FIG. 1 also illustrates a portion of the coding engine 120 according to an embodiment. The coding engine 120 may code video data on a frame-by-frame basis and a pixel block-by-pixel block basis within each frame. The coding engine 120 may include a pixel block encoder 140 that may code source pixel blocks input to the coding engine into coded pixel blocks. The pixel block encoder 140 may include a transform unit 141, a quantizer unit 142, an entropy coder 143, a motion vector prediction unit 144, a coded pixel block cache 145, and a subtractor 146. The transform unit 141 may convert input pixel block data into an array of transform coefficients, for example, by a discrete cosine transform (DCT) process or a wavelet process. The quantizer unit 142 may truncate transform coefficients based on a quantization parameter. The quantization parameter may be output to the channel when the pixel block is coded. The entropy coder 143 may code the resulting truncated transform coefficients by run-value, run-length or similar entropy coding techniques. Thereafter, the coded pixel blocks may be stored in a cache 145. Eventually, coded pixel blocks may be output to the coded video data buffer 130 where they are merged with other elements of the coded video data and output to the channel.
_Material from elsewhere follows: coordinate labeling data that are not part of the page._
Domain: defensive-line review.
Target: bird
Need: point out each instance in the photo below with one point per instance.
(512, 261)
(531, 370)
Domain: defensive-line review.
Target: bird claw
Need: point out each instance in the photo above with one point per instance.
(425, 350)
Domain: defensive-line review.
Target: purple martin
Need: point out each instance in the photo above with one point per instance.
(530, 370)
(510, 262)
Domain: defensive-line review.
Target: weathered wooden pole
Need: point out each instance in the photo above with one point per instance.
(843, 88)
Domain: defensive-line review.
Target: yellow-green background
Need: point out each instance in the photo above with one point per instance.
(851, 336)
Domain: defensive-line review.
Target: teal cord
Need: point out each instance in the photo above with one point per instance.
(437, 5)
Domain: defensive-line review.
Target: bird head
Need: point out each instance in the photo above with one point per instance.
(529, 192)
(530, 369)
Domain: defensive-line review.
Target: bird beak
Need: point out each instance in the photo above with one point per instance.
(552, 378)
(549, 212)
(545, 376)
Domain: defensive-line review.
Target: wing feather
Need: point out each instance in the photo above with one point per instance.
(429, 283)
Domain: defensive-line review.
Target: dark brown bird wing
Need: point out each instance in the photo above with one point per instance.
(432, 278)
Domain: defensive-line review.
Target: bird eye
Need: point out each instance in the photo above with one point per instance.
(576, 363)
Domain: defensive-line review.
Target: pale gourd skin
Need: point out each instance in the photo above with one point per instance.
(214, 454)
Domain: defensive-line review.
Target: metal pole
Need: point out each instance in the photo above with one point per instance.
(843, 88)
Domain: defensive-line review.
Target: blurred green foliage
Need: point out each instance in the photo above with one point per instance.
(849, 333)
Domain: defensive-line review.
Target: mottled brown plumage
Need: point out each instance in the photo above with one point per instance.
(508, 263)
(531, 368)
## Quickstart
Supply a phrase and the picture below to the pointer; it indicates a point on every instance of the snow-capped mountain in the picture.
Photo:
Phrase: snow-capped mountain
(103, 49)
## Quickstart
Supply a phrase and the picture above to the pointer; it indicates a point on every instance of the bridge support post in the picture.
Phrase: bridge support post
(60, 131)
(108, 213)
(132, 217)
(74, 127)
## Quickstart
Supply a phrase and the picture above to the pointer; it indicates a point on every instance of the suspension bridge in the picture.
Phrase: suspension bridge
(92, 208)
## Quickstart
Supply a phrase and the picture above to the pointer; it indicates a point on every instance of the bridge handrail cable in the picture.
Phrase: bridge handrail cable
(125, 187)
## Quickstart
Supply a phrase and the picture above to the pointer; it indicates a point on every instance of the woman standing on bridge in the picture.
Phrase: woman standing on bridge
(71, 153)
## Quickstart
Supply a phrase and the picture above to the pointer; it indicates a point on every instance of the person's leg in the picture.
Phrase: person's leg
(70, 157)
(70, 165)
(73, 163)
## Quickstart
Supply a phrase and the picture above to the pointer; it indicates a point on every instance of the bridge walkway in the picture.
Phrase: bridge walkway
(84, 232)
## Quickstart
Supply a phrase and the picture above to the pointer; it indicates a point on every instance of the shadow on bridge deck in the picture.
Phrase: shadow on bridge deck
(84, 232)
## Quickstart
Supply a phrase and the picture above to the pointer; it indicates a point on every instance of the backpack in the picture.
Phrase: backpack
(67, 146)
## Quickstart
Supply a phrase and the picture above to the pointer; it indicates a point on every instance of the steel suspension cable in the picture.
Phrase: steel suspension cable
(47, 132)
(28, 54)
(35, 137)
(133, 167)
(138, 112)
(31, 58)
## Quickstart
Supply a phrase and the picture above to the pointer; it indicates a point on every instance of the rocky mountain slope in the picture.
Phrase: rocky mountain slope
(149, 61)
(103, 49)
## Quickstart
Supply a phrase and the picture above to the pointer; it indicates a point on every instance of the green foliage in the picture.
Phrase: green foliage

The coding engine 120 also may include a reference frame decoder 150 and a frame store 160. During operation, the coding engine 120 may designate certain frames as “reference frames,” meaning they can be used as prediction references for other frames. The operations of the pixel block encoder 140 can introduce data losses and, therefore, the reference frame decoder 150 may decode coded video data of each reference frame to obtain a copy of the reference frame as it would be generated by a decoder (not shown). The decoded reference frame may be stored in the frame store 160. When coding other frames, a motion vector prediction unit 144 may retrieve pixel blocks from the frame store 160 according to motion vectors (“mvs”) and supply them to a subtractor for comparison to the pixel blocks of the source video. In some coding modes, for example intra coding modes, motion vector prediction is not used. In inter coding modes, by contrast, motion vector prediction is used and the pixel block encoder outputs motion vectors identifying the source pixel block that was used at the subtractor 146.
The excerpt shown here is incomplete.